4.Microwave ablation method
Anticoagulants should be stopped for 4 days before the procedure, if needed, heparin can be used instead. Anti-arrhythmic drugs can be used until 1 day before surgery. Preoperative esophageal ultrasound is performed to evaluate the size of the left atrium and the thrombus condition. Commonly used ablation procedures can be divided into transendocardial route, small incision transepicardial route, and endoscopic epicardial route. Microwave ablation routes have been inconsistently reported in the literature, but are based on a modified maze III procedure in which blocking lines are created around the four pulmonary veins to prevent conduction of potentials from the pulmonary veins to the adjacent atria; blocking lines are created in other parts of the atria (such as the right atrium and left atrial isthmus) to interrupt the large foldback loop. To reduce the occurrence of atrial flutter, many authors have also ablated between the posterior wall of the inferior vena cava inlet and the posterior tricuspid valve annulus. Because of the special structure of the left auricular commissure, it is easy to cause blood stagnation and is the main site of thrombus formation. In some cases, the left auricle has been dissected or sutured at the same time. The latest minimally invasive technique is to deliver the Flex10 probe through three small 1-cm-diameter incisions in the right anterior axillary line to ablate the pulmonary veins and atrial tissue, while exposing and removing the left auricle with a robot-assisted device. The key to successful surgery is clear exposure of the left atrium and accurate positioning of the probe. Minimally invasive microwave ablation is often performed using two blocking lines: the first line crosses the atrial sulcus, passes behind the inferior vena cava, follows the transverse and oblique sinuses, circles the four pulmonary veins, and returns to the atrial sulcus from behind the inferior vena cava; the second line is drawn between the left and right sides of the upper and lower pulmonary veins.
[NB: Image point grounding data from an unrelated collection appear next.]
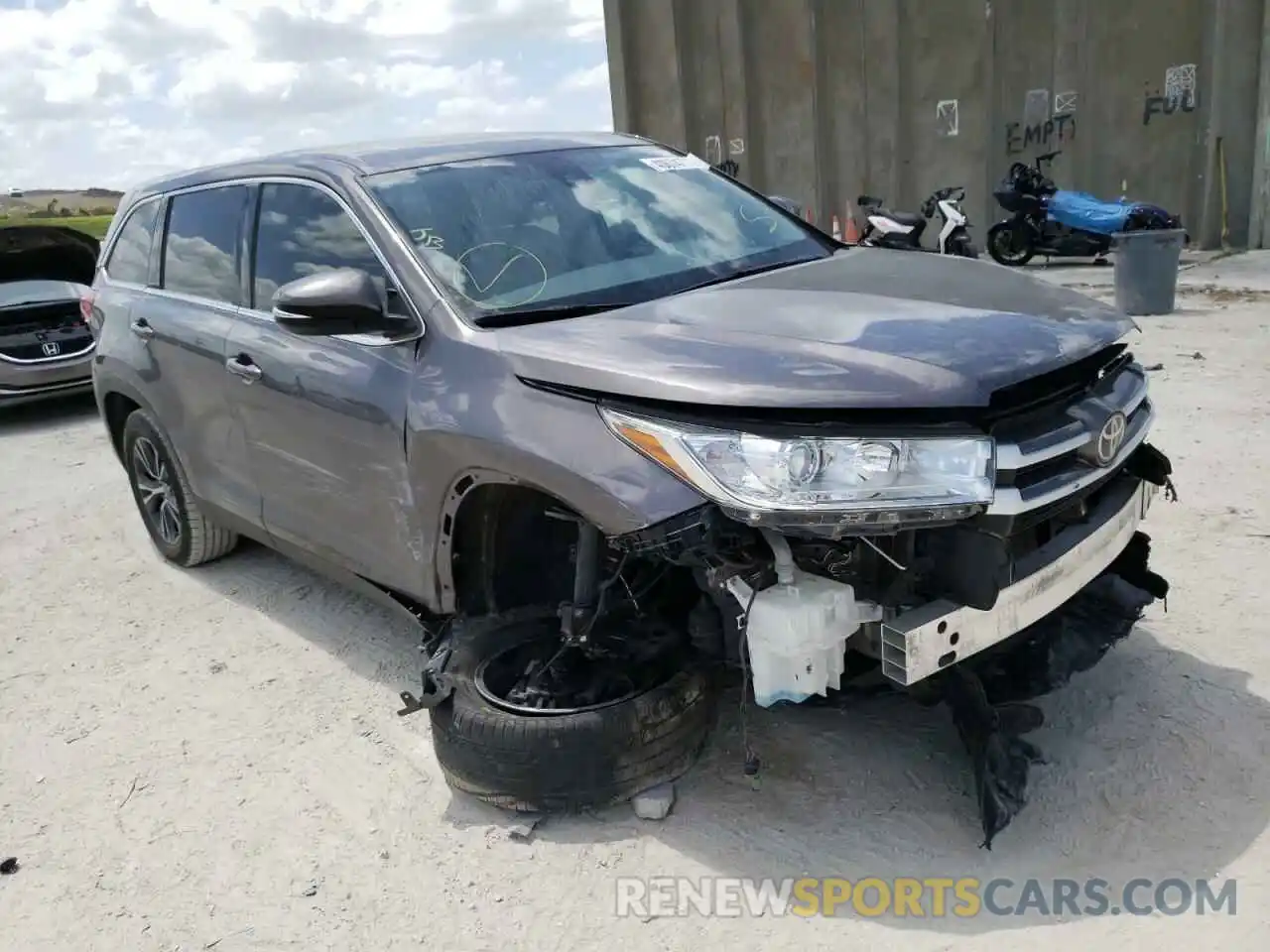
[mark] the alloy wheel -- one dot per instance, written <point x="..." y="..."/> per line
<point x="155" y="492"/>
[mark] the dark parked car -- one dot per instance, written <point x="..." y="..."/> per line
<point x="46" y="347"/>
<point x="607" y="421"/>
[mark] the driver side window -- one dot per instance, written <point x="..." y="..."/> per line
<point x="300" y="231"/>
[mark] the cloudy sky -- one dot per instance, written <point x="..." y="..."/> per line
<point x="109" y="91"/>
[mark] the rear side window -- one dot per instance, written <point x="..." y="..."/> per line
<point x="200" y="249"/>
<point x="130" y="258"/>
<point x="302" y="231"/>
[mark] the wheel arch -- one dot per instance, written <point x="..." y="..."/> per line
<point x="485" y="516"/>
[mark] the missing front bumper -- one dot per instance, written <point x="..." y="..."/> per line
<point x="926" y="640"/>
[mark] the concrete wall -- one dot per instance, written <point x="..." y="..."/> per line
<point x="825" y="99"/>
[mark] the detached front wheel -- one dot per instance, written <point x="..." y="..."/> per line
<point x="1010" y="245"/>
<point x="620" y="731"/>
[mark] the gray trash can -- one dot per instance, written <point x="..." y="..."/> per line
<point x="1146" y="271"/>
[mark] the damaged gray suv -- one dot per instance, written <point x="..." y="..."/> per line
<point x="613" y="428"/>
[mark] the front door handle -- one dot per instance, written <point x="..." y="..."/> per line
<point x="243" y="367"/>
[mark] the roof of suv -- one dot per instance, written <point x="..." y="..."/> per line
<point x="370" y="158"/>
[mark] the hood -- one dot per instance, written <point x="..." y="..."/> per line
<point x="866" y="327"/>
<point x="48" y="253"/>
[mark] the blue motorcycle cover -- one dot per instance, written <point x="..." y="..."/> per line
<point x="1080" y="209"/>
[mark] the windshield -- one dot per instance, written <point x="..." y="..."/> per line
<point x="584" y="227"/>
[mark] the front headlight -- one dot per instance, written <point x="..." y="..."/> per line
<point x="812" y="475"/>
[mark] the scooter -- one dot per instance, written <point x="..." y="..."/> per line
<point x="903" y="230"/>
<point x="1057" y="223"/>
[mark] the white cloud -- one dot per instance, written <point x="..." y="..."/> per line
<point x="109" y="91"/>
<point x="594" y="77"/>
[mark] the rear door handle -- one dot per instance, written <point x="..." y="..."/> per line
<point x="243" y="367"/>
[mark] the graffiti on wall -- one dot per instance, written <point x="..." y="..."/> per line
<point x="1179" y="95"/>
<point x="1044" y="126"/>
<point x="715" y="157"/>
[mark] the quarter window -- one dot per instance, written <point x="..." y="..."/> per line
<point x="130" y="258"/>
<point x="303" y="231"/>
<point x="200" y="249"/>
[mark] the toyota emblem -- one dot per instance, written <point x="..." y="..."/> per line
<point x="1110" y="438"/>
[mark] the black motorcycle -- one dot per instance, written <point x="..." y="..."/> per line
<point x="1033" y="199"/>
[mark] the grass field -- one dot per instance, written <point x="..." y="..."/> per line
<point x="94" y="225"/>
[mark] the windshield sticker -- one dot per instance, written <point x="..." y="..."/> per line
<point x="676" y="163"/>
<point x="427" y="238"/>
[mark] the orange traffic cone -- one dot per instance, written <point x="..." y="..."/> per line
<point x="852" y="234"/>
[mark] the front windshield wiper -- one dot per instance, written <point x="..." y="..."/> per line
<point x="515" y="317"/>
<point x="748" y="273"/>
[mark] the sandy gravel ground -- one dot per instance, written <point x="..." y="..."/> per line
<point x="211" y="760"/>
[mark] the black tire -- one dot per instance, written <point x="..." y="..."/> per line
<point x="1003" y="240"/>
<point x="197" y="538"/>
<point x="562" y="763"/>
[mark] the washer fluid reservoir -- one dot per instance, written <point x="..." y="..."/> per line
<point x="797" y="634"/>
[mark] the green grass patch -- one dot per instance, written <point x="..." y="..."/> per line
<point x="94" y="225"/>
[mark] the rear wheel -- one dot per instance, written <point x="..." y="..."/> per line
<point x="504" y="742"/>
<point x="1010" y="245"/>
<point x="177" y="526"/>
<point x="960" y="246"/>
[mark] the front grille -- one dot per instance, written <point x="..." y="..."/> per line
<point x="1048" y="452"/>
<point x="44" y="333"/>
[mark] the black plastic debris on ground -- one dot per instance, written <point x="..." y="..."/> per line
<point x="987" y="697"/>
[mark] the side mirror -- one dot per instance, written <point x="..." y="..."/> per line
<point x="340" y="301"/>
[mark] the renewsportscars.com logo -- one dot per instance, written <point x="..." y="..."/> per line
<point x="919" y="897"/>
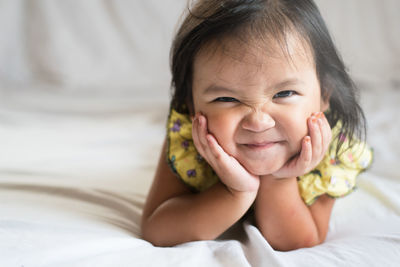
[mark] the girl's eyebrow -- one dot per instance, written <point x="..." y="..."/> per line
<point x="214" y="89"/>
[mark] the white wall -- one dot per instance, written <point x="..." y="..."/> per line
<point x="109" y="45"/>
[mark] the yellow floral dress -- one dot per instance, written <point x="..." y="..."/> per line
<point x="335" y="175"/>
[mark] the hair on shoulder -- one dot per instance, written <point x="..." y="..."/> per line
<point x="211" y="20"/>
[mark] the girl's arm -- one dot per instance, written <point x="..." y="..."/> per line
<point x="173" y="215"/>
<point x="285" y="220"/>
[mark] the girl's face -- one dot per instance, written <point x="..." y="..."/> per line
<point x="257" y="103"/>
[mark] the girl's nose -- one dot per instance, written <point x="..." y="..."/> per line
<point x="258" y="121"/>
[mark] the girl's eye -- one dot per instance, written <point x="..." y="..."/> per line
<point x="226" y="99"/>
<point x="283" y="94"/>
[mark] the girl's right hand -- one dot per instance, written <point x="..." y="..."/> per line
<point x="228" y="169"/>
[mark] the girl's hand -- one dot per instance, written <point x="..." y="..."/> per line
<point x="313" y="148"/>
<point x="228" y="169"/>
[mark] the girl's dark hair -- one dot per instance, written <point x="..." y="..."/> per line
<point x="212" y="20"/>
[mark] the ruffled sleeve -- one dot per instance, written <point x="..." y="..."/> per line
<point x="183" y="157"/>
<point x="336" y="174"/>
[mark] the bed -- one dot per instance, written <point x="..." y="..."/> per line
<point x="84" y="93"/>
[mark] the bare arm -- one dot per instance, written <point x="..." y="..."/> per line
<point x="284" y="219"/>
<point x="173" y="215"/>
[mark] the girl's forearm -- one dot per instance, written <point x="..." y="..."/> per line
<point x="192" y="217"/>
<point x="283" y="218"/>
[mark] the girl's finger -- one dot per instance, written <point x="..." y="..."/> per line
<point x="306" y="153"/>
<point x="316" y="136"/>
<point x="326" y="133"/>
<point x="196" y="139"/>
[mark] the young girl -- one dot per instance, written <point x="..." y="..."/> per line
<point x="262" y="117"/>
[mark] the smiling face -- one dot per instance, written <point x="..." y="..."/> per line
<point x="257" y="103"/>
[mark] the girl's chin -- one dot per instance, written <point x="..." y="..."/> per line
<point x="261" y="170"/>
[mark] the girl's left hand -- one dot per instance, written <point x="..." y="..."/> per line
<point x="313" y="148"/>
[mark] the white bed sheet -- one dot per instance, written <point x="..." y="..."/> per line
<point x="73" y="179"/>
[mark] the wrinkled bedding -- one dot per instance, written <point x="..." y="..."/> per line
<point x="73" y="181"/>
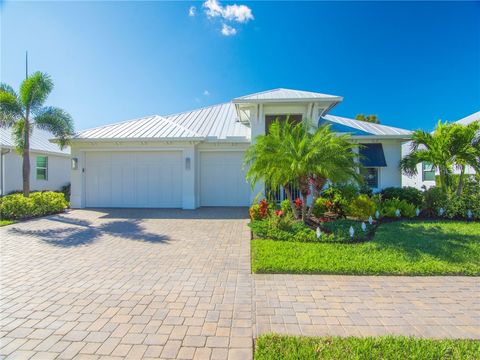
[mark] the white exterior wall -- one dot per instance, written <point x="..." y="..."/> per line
<point x="190" y="177"/>
<point x="58" y="172"/>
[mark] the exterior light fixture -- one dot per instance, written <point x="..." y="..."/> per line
<point x="352" y="231"/>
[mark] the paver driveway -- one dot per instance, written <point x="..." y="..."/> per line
<point x="127" y="284"/>
<point x="168" y="283"/>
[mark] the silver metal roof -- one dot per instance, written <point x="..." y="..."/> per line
<point x="286" y="95"/>
<point x="362" y="128"/>
<point x="469" y="119"/>
<point x="216" y="122"/>
<point x="39" y="141"/>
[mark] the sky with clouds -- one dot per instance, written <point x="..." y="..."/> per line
<point x="409" y="63"/>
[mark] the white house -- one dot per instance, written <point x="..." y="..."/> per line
<point x="50" y="165"/>
<point x="195" y="158"/>
<point x="425" y="177"/>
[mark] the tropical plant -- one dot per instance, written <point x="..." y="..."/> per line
<point x="437" y="148"/>
<point x="25" y="111"/>
<point x="467" y="149"/>
<point x="300" y="154"/>
<point x="368" y="118"/>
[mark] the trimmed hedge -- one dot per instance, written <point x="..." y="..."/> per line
<point x="16" y="206"/>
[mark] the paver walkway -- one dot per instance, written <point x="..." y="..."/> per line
<point x="114" y="284"/>
<point x="127" y="284"/>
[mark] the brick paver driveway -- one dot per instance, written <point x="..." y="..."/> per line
<point x="127" y="284"/>
<point x="168" y="283"/>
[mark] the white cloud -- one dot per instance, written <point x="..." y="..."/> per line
<point x="237" y="13"/>
<point x="228" y="30"/>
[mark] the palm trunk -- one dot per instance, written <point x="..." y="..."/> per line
<point x="460" y="181"/>
<point x="290" y="199"/>
<point x="319" y="184"/>
<point x="304" y="207"/>
<point x="26" y="160"/>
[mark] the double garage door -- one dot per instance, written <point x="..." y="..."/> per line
<point x="154" y="179"/>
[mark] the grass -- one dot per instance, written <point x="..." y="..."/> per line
<point x="398" y="248"/>
<point x="269" y="347"/>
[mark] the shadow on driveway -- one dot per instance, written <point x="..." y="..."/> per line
<point x="83" y="232"/>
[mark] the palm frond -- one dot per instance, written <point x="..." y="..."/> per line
<point x="57" y="121"/>
<point x="10" y="107"/>
<point x="34" y="90"/>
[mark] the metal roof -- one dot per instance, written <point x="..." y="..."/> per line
<point x="469" y="119"/>
<point x="286" y="95"/>
<point x="39" y="141"/>
<point x="362" y="128"/>
<point x="215" y="122"/>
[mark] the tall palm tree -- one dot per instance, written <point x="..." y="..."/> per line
<point x="25" y="111"/>
<point x="437" y="148"/>
<point x="467" y="149"/>
<point x="300" y="154"/>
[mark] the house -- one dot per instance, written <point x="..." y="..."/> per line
<point x="195" y="158"/>
<point x="425" y="177"/>
<point x="49" y="165"/>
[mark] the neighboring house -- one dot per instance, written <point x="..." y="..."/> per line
<point x="425" y="177"/>
<point x="195" y="158"/>
<point x="49" y="165"/>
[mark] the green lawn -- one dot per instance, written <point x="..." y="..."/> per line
<point x="289" y="347"/>
<point x="398" y="248"/>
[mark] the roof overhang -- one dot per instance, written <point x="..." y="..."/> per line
<point x="288" y="100"/>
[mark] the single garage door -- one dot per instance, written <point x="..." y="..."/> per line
<point x="134" y="179"/>
<point x="222" y="180"/>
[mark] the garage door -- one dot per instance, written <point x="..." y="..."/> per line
<point x="134" y="179"/>
<point x="222" y="180"/>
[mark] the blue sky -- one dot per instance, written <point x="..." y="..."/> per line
<point x="410" y="63"/>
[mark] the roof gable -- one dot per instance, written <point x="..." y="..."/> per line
<point x="286" y="95"/>
<point x="39" y="141"/>
<point x="361" y="128"/>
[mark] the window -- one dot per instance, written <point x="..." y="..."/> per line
<point x="428" y="171"/>
<point x="42" y="168"/>
<point x="370" y="176"/>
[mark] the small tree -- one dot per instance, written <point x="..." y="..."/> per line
<point x="368" y="118"/>
<point x="26" y="111"/>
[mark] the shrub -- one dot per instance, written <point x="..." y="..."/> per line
<point x="321" y="206"/>
<point x="339" y="201"/>
<point x="362" y="207"/>
<point x="389" y="208"/>
<point x="433" y="199"/>
<point x="17" y="206"/>
<point x="409" y="194"/>
<point x="259" y="211"/>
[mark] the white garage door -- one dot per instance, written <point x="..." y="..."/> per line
<point x="222" y="180"/>
<point x="134" y="179"/>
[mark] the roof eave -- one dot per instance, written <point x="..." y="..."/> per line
<point x="287" y="100"/>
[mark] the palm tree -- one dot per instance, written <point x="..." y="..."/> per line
<point x="467" y="149"/>
<point x="300" y="154"/>
<point x="437" y="148"/>
<point x="26" y="111"/>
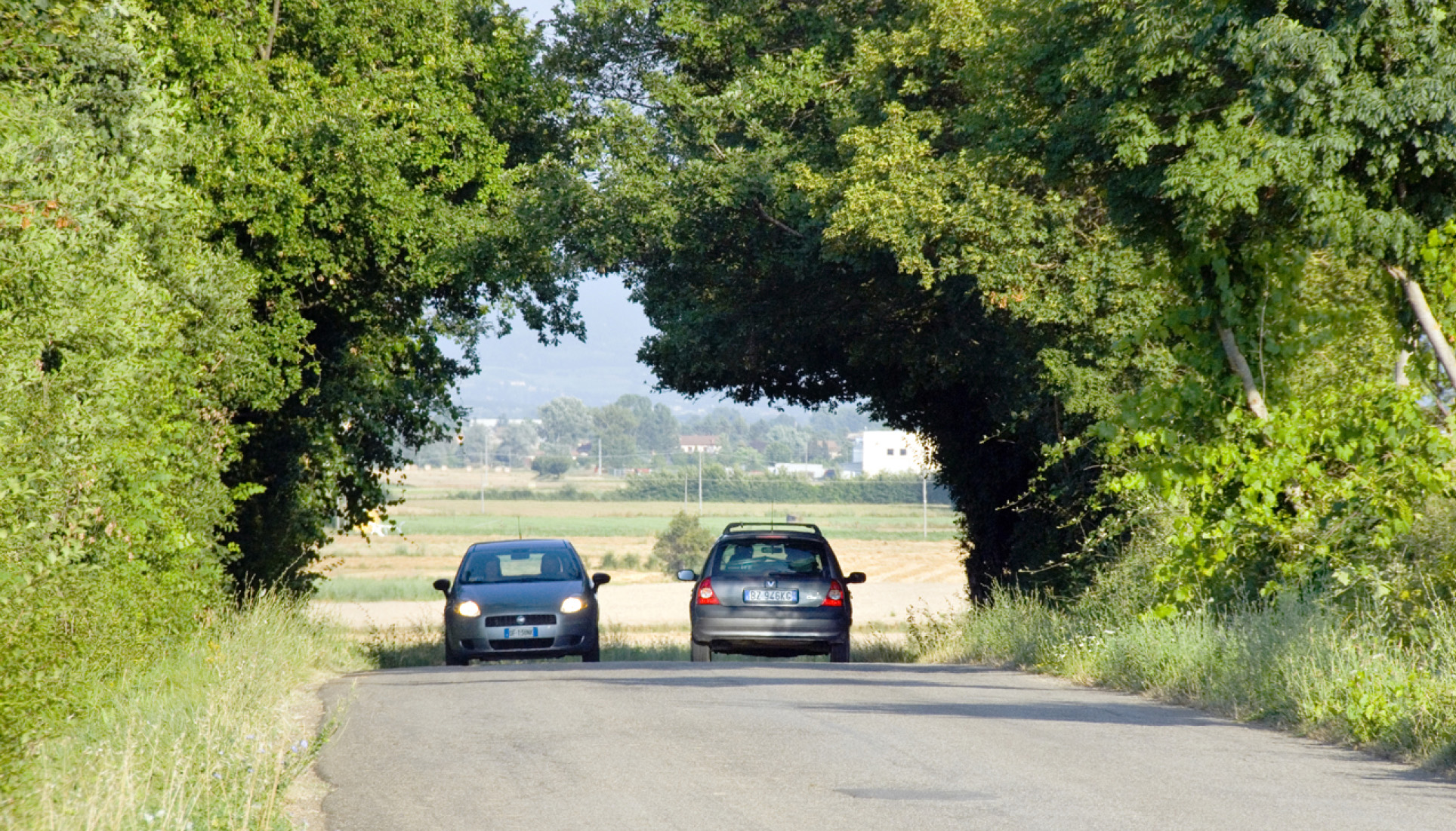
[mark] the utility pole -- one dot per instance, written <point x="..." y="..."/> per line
<point x="925" y="508"/>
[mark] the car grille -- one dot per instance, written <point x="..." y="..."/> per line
<point x="525" y="644"/>
<point x="513" y="620"/>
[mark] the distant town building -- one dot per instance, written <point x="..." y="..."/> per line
<point x="889" y="452"/>
<point x="699" y="443"/>
<point x="800" y="469"/>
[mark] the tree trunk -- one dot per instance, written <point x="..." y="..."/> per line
<point x="1241" y="367"/>
<point x="1430" y="326"/>
<point x="273" y="29"/>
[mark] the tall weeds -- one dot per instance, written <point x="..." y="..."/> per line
<point x="205" y="738"/>
<point x="1297" y="664"/>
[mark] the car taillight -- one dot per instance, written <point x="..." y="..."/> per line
<point x="705" y="593"/>
<point x="834" y="595"/>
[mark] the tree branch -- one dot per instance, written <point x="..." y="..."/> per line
<point x="273" y="29"/>
<point x="1241" y="367"/>
<point x="1430" y="326"/>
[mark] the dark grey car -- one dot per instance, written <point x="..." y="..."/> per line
<point x="770" y="590"/>
<point x="522" y="598"/>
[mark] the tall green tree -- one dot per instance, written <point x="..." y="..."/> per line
<point x="807" y="201"/>
<point x="375" y="163"/>
<point x="125" y="345"/>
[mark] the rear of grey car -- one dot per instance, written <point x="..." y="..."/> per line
<point x="520" y="598"/>
<point x="770" y="592"/>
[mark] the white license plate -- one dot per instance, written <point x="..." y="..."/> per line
<point x="770" y="595"/>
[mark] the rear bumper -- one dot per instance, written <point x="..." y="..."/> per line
<point x="770" y="628"/>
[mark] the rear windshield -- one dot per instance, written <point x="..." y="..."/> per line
<point x="785" y="558"/>
<point x="519" y="564"/>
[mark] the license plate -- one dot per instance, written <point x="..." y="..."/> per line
<point x="770" y="595"/>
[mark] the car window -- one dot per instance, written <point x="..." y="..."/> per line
<point x="519" y="565"/>
<point x="753" y="558"/>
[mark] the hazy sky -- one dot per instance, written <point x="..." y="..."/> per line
<point x="519" y="375"/>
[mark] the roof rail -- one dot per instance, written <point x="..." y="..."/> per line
<point x="772" y="526"/>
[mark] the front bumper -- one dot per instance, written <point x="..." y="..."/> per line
<point x="470" y="638"/>
<point x="770" y="631"/>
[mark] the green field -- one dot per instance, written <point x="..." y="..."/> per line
<point x="574" y="520"/>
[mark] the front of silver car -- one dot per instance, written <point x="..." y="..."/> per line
<point x="522" y="598"/>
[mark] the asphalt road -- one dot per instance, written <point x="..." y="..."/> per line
<point x="640" y="747"/>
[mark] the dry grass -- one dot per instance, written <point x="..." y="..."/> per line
<point x="207" y="738"/>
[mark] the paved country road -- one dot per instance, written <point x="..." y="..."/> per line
<point x="641" y="747"/>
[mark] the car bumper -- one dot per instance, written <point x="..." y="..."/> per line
<point x="770" y="628"/>
<point x="470" y="638"/>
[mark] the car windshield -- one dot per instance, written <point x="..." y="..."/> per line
<point x="519" y="564"/>
<point x="785" y="558"/>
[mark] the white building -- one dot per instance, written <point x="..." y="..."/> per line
<point x="699" y="443"/>
<point x="798" y="469"/>
<point x="890" y="452"/>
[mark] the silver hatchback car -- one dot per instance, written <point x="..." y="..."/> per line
<point x="770" y="588"/>
<point x="520" y="598"/>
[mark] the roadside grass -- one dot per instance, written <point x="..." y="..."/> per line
<point x="1297" y="664"/>
<point x="200" y="740"/>
<point x="375" y="590"/>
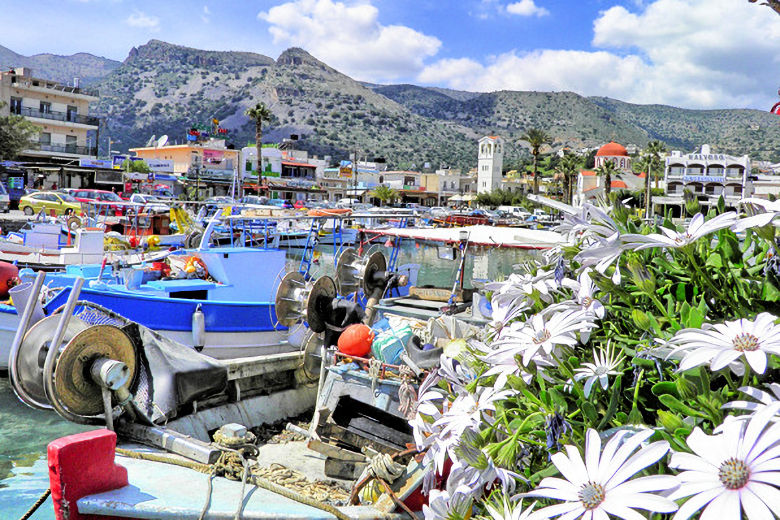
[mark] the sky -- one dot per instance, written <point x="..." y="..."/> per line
<point x="686" y="53"/>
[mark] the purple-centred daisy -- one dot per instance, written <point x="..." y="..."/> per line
<point x="600" y="486"/>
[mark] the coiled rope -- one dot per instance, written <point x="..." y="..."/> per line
<point x="36" y="505"/>
<point x="252" y="479"/>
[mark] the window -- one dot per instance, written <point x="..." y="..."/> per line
<point x="16" y="105"/>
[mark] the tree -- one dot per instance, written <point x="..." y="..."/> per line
<point x="258" y="114"/>
<point x="568" y="166"/>
<point x="606" y="170"/>
<point x="652" y="161"/>
<point x="385" y="194"/>
<point x="536" y="139"/>
<point x="15" y="135"/>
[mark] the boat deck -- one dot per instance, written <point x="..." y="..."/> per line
<point x="160" y="491"/>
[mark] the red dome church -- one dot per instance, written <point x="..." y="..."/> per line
<point x="616" y="153"/>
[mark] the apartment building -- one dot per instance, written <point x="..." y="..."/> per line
<point x="61" y="112"/>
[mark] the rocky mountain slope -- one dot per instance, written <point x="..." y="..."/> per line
<point x="164" y="89"/>
<point x="87" y="67"/>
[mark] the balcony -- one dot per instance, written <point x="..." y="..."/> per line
<point x="18" y="82"/>
<point x="64" y="148"/>
<point x="57" y="116"/>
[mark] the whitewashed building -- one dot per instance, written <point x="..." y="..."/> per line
<point x="490" y="161"/>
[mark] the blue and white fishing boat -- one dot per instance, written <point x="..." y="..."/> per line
<point x="227" y="318"/>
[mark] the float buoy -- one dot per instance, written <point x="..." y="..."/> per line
<point x="356" y="340"/>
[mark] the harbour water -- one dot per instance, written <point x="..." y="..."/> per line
<point x="24" y="432"/>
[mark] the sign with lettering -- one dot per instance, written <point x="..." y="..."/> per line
<point x="95" y="163"/>
<point x="160" y="165"/>
<point x="708" y="157"/>
<point x="702" y="178"/>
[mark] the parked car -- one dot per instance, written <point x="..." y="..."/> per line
<point x="347" y="203"/>
<point x="255" y="199"/>
<point x="149" y="203"/>
<point x="102" y="197"/>
<point x="5" y="199"/>
<point x="60" y="203"/>
<point x="282" y="203"/>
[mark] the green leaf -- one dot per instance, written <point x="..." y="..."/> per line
<point x="714" y="260"/>
<point x="676" y="405"/>
<point x="590" y="412"/>
<point x="665" y="387"/>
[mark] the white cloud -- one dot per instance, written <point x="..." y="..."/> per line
<point x="350" y="38"/>
<point x="690" y="53"/>
<point x="142" y="20"/>
<point x="526" y="8"/>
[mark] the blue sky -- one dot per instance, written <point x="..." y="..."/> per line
<point x="689" y="53"/>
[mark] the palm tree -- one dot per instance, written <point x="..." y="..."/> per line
<point x="536" y="139"/>
<point x="606" y="170"/>
<point x="568" y="166"/>
<point x="384" y="194"/>
<point x="258" y="114"/>
<point x="652" y="159"/>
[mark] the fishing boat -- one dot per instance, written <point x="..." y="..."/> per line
<point x="177" y="425"/>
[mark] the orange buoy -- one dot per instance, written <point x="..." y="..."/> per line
<point x="356" y="340"/>
<point x="9" y="276"/>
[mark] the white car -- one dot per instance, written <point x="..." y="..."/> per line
<point x="149" y="203"/>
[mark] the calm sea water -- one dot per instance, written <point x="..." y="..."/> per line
<point x="24" y="432"/>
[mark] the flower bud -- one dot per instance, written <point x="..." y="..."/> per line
<point x="641" y="320"/>
<point x="669" y="421"/>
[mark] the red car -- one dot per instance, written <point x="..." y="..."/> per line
<point x="102" y="197"/>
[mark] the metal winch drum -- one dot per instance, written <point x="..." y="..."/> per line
<point x="355" y="272"/>
<point x="299" y="300"/>
<point x="88" y="354"/>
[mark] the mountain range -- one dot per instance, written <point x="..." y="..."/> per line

Most patients have atrial fibrillation at the time of surgery, and sinus rhythm transformation after surgery. However, most patients may develop intermittent atrial fibrillation 3 to 4 days after surgery. These patients should be cardioverted electrically. If there are no contraindications, amiodarone or sotalol is routinely administered postoperatively. In addition, anticoagulation with warfarin is required to control the INR between 2 and 3. The atrial fibrillation load can be evaluated by ambulatory electrocardiography on the same day, 1 month, 3 months, 6 months and 1 year after surgery, and the cardiac structure, such as left atrial size and thrombus, can be evaluated by cardiac color ultrasound.
5.Pathological changes
The pathological changes in the acute phase of microwave ablation tissues are mainly coagulative necrosis and peripheral inflammatory cell infiltration. At 6 months after the procedure, the dense scar tissue will form a well-defined line of block with the surrounding myocardial tissue.
6.Complications
Because of the concentrated energy of microwave ablation, no damage to surrounding tissues, ablation depth can be controlled, generally no additional cardiac damage, no proven injury due to microwave technology. However, some patients cannot undergo endoscopic ablation due to adhesions between the lung and the pleura, and can be replaced by microwave ablation through a small thoracic incision via the extrapleural route. In addition, some patients developed severe sinus bradycardia or nodal rhythm after ablation, which was considered to be related to the suppression of the sinus node or atrioventricular node by long-term atrial fibrillation rhythm, and a permanent pacemaker was required for those who could not recover.